Внезапная и полная тишина. Я выбираюсь из главного зала терминала на платформу вместе с другими пассажирами, заканчивающими свои телефонные разговоры и швыряющими пустые банки из-под содовой в урны, прежде чем сесть в вагон и найти себе удобное местечко. И еще снова слышу звуки живого мира. Шарканье подошв людей по каменному полу, их обещания: «Я скоро буду дома».
Ее здесь нет. Женщины, которую я принял за О’Брайен – но которая ею не была, не могла ею быть, – здесь нет. Это просто была какая-то другая, похожая на нее. Восставшее из памяти воспоминание о том, какой она была, какой приходила сюда, когда мы устраивали себе здесь свидания-которые-не-были-свиданиями.
Бесполезное видение, как и всякое видение, оно мне ничем не поможет. Пути назад нет. Если у меня и есть еще шанс убежать, то не здесь, не на вокзале, а сев в поезд. Но у меня нет билета – не было возможности его купить, – а это означает, что меня выкинут из вагона на первой же станции. Или сдадут охране. И все-таки мне удастся убраться отсюда. Прочь, подальше, хоть на несколько минут подальше от полиции! И от того монстра, который, я это точно знаю, чувствую, все еще стоит и ждет меня под часами.
Рука у меня на плече. Твердая и уверенная.
– Отличный прикид, профессор.
Я резко разворачиваюсь и обнаруживаю, что она стоит в нескольких дюймах от меня. Выглядит при этом отдохнувшей и здоровой. Более того, довольной и даже веселой.
– Элейн! Господи Иисусе!
– Ну что? Он тоже здесь?
Мне хочется обнять ее, но тут внезапно меня заливает холодная волна ужаса, которая чуть не поглощает меня.
– Пожалуйста, скажи, что ты не…
– Не волнуйся, – говорит моя подруга, ущипнув себя за кожу лица. – Здесь никого другого нет, только я сама.
– Но тебя здесь просто не может быть!
– У меня имеется решительное опровержение этого. – Она наклоняется достаточно близко, чтобы я почувствовал запах ее духов. – Я очень даже явно здесь.
– Так ты…
– Ни крыльев, ни нимба у меня нет, ничего такого мне не дали. Но, да, насколько я могу судить, я очень даже здесь.
Сотни вопросов, толкаясь, толпятся у меня в голове, и каждый требует внимания. И О’Брайен прочитывает все и отбрасывает их прочь, качнув головой.

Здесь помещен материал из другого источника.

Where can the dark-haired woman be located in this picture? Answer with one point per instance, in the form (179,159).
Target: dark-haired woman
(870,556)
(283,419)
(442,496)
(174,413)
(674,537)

– Сойдешь на станции «Маниту», – говорит она, протягивая мне билет, который успела купить. – Там будет стоять белый «Линкольн» на парковке. Ключи под левым передним колесом.
– Документ… Мне нужно время, чтобы спрятать его в безопасное место. Или уничтожить.
– Выбор за тобой.
– Они все же меня поймают.
– К северо-северо-востоку.
– Я не…
– Ты же Кэри Грант помнишь? Хороший, добрый человек, вляпавшийся в скверную историю. Его приняли за другого. Преследователь известен полиции, они знают все, что он натворил. А что касается тебя… Ты – профессор, который ничего никогда не нарушал, разве что иногда превышал скорость, но всегда аккуратно платил штраф. Ты защищался единственным способом, который знал.
– И это сработает?
– Разумное сомнение. Достаточно часто срабатывает в случаях с реально виновными. Но ты можешь считать, что у невиновных шансов на оправдание гораздо больше.
Элейн сжимает ладонями мое лицо.
– Ты очень хорошо все делал, – говорит она. – Не только после Венеции. Вообще всю жизнь. Я знала это и раньше, как мне кажется, но теперь я это вижу. Ты все время сражался, с самого детства.
– Сражался за что?
– За то, чтобы делать самое трудное, за то, что мы в большинстве считаем легким. Чтобы быть добрым. Ты никогда не отступал. Тебя испытывали, проверяли, и ты прошел все испытания, Дэвид.
Сейчас не время для объятий – я понимаю это по беглой улыбке своей коллеги. Но она все равно продолжает меня обнимать. Волна мощи, как сжатая пружина, проходит сквозь меня, облегчая вес портфеля у меня в руке.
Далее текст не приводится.